Nobody believes a single word, including Trump's followers, as Trump claims he is now for peace and harmony. Everybody in the US understands that he has to prepare for the Senates' trial for impeachment, which could include his denial for future office. It's touch and go. Trump would lick Biden's feet to block that. First because he insists he is the genuine President and not least because of his personal financial disasters now looming as a private citizen. 


Trump intends to carry on pretending he is the genuine President. He'll spend his time building his social base in the next period. But, unlike requiring the domination of the Republican Party inside the Capitol, he will instead emphasise the proper organisation of 'the folks' outside of the Capitol. Trump wants his army. His first military effort was wet and windy. Trump's citizen-military will be organised and lead properly. He believes that the Republican Party or a good part of it, will continue to follow his public and his votes anyway. The implication, for the next political period, is that the main domestic politics in the USA, will happen on the ground, in the streets, following action-led mobilisations and mass movements. So, you could say that a US revolution of sorts is starting now. We will return to this US revolution later.


For now, we can look at a whole lot of self-defined 'revolutions' that are offered on TV or in radio programs, as well as the specific actions and events that expose the need for radical changes, including a footballer forcing a government to feed impoverished kids! Is this the result of Covid? Partly. In fact many of the arguments and discoveries over 'life after Covid' have actually emerged from a long period of unhappiness and dissent, particularly across the West. 
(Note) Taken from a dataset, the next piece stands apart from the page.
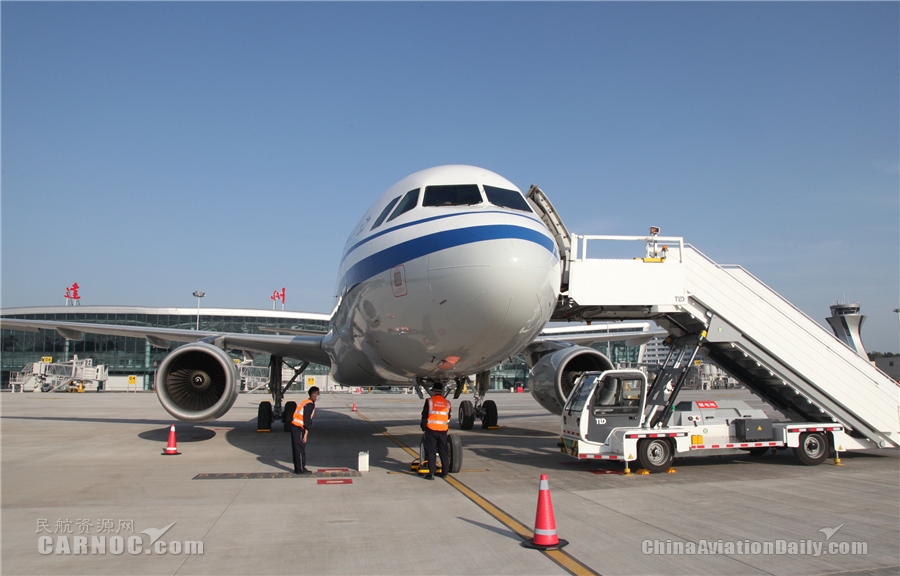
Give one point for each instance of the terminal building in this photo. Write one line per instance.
(125, 357)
The fundamental basis of the crises coming to a head in the West (and in developing countries) is the decades of the constant reduction of the living standards for the great majority of people - coupled with an obscene eruption of vastly increasing wealth among a tiny minority. Now the Covid crisis has begun to offer a clearer view. Covid has happened, in the open, death by death, and it turns out that welfare and health organisations are barely functioning for the old and poor, millions of care workers and health workers are on their knees, millions of children go hungry. Even the multiple minimum wage jobs are sliding away. And this is in the 'rich West. 


So, besides the growing movement for climate change, it is many of the more petty 'revolutions' have been examined by the various media. The real crux of the failures in Western society is emerging from time to time, but like an iceberg, with only a tenth in sight. The revolutions that seem to be offered most, stem from big digital based companies whose fans tell us that their revolution has already happened; that the digital revolution has pushed society (in the West?) ten, fifteen even twenty years ahead. We are already in 2041. Big shops are gone. Work from home is sooo much better. Digital conversations between doctors and the ill can be a useful step sometimes - at least to get more time, but is already being used to reduce 'costs' of national health. That's the health revolution!


All of this clutter of 'revolutions' offers little in a desperate future. The essence of change comes from the substance of the economics and politics of society. That has to change. And, so far, it is Trump that is going for it.


Trump (and his egregious presidential followers across the globe) understand that a real revolution is potentially at hand. So they are playing with it. It is a very serious play. The winner in the Trump-type politics is the one who offers to defend the great corporations in their nations, against the simmering revolution. To do that you have appear that you lay down with those most who are in poverty, in desperation, who seek visible enemies, who feel their lives have been broken, and who are in their millions. It's an old record. Hitler and Mussolini played it.